私の片想い事情 【完】

「みなみは優しいなぁ」

「隼人は勝手だね」


隼人の呟きに冷たく答えてやる。


まだクスクス笑う隼人は、うろんな目で私を見つめる。


そして、隼人の首筋にタオルを当てていた私の腕を掴んだかと思うと、急に自分の胸へと抱き寄せた。

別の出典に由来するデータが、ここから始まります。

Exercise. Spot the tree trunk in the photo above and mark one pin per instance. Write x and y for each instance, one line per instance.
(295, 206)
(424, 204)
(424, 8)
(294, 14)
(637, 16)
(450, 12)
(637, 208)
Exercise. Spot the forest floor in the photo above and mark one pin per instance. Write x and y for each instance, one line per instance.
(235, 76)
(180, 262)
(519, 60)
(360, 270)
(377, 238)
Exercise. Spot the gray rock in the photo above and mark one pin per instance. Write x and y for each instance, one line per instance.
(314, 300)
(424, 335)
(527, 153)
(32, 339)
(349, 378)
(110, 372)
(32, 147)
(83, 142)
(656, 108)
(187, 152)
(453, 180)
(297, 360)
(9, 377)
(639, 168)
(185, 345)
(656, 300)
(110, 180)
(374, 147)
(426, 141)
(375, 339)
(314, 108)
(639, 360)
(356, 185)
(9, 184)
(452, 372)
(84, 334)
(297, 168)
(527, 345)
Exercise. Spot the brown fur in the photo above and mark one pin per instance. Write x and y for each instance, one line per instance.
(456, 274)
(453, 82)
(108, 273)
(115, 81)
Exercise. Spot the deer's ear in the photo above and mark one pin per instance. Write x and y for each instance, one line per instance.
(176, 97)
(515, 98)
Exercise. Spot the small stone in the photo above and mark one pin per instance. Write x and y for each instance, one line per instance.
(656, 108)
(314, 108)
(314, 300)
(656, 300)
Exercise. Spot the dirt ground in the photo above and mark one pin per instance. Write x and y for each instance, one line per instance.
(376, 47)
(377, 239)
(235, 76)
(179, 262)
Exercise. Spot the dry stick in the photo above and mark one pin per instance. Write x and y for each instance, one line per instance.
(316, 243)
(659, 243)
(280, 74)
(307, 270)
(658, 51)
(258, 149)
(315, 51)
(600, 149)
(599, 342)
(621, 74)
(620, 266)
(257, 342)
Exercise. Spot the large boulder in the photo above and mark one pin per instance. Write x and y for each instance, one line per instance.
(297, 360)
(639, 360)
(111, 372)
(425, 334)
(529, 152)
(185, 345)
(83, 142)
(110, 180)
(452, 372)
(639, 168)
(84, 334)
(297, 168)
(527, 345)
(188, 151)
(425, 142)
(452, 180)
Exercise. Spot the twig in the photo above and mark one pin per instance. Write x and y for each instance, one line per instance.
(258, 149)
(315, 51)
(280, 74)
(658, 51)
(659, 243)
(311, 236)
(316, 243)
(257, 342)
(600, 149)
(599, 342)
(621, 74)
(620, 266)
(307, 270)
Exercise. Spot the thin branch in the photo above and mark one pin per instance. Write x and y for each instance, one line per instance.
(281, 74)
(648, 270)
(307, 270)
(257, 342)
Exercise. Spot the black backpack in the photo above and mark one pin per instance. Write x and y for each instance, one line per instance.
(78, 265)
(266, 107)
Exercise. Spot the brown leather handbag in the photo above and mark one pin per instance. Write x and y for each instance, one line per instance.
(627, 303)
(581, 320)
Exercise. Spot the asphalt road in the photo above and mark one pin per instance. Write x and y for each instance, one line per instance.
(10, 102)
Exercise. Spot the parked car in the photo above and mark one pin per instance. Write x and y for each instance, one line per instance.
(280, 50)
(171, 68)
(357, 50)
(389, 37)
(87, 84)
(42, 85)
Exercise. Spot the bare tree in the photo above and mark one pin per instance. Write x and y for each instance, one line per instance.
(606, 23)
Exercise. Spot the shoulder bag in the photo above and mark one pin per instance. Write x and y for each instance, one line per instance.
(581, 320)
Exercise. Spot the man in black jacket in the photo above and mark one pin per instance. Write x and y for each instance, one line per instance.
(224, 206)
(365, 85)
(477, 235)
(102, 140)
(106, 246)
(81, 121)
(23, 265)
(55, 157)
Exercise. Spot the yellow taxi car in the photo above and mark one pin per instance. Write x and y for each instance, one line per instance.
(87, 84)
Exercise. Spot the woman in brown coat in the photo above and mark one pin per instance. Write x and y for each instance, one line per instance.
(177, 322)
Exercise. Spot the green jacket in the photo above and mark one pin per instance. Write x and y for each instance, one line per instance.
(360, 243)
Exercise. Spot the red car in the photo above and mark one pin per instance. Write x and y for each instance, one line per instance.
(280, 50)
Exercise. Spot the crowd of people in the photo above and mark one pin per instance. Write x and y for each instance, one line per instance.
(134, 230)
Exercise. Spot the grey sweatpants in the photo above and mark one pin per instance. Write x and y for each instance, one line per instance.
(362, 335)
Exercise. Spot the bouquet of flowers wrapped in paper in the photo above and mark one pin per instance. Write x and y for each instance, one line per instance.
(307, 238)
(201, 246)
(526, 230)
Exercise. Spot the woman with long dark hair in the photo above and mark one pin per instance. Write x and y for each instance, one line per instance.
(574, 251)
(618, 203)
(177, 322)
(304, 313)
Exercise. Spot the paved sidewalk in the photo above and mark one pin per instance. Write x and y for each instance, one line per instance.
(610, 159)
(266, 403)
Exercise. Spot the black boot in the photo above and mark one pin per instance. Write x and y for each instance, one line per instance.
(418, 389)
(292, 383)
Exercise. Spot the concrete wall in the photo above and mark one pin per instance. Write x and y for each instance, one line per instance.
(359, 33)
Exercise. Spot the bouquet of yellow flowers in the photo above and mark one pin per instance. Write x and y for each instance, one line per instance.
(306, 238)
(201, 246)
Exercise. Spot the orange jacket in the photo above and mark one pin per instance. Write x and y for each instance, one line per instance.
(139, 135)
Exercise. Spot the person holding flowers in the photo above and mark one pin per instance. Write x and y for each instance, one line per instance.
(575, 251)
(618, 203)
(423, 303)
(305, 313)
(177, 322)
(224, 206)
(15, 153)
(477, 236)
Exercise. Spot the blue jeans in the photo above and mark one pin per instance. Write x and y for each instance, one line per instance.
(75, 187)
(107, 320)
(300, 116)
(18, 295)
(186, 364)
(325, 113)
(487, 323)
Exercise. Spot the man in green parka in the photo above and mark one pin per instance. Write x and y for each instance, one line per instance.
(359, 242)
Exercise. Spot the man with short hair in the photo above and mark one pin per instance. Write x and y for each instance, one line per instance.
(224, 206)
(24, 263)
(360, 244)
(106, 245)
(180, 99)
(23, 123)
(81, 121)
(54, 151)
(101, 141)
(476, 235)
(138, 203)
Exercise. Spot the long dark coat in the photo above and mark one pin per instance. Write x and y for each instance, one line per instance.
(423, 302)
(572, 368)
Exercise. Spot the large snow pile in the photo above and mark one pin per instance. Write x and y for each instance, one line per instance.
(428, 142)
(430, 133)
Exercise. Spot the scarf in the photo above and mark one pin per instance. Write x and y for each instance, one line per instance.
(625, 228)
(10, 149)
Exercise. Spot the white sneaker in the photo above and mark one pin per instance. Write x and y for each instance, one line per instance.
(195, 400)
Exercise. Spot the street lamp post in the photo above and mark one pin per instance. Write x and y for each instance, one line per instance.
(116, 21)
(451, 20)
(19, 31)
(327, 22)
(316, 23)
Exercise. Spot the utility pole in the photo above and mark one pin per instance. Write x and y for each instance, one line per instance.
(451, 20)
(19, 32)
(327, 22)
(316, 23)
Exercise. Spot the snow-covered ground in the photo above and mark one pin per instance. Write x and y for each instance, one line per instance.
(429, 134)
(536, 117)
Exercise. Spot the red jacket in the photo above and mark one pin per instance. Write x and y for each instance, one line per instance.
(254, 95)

あ、こんなこと前にあったな、と冷静に考えていると、隼人の腕が背中に回り、ぎゅっと抱きしめられた。


「は、は、隼人?」


前回とは違う強い抱擁に、これは危険かも、と警告音が鳴る。


一度冷えた熱が一気にぶり返し、身体がまた逆上せたようになる。


隼人は完全に酔っている。これは非常に酔っている。


「みなみ、また静香さんのバスソルト使ったの?」


首筋に顔を埋めた隼人がくんくんと匂いをかぎながら聞いてくる。


鼻先と吐息が首筋に当たり、私は甘い吐息とともに肩を揺らす。


「う、うん。隼人もあの香り好きでしょ?」


「ああ。この家ではみなみの定番になってるな。風呂入った後のせいか今日はカズの匂いがしない」


私の心臓がドクンと跳ねたのは、首筋を這う隼人の唇のせいじゃないはず。


「は、隼人、何言ってるの?」


私はこの酔っ払いに何とか冷静に対応しようと、その腕から逃れるように身を捩る。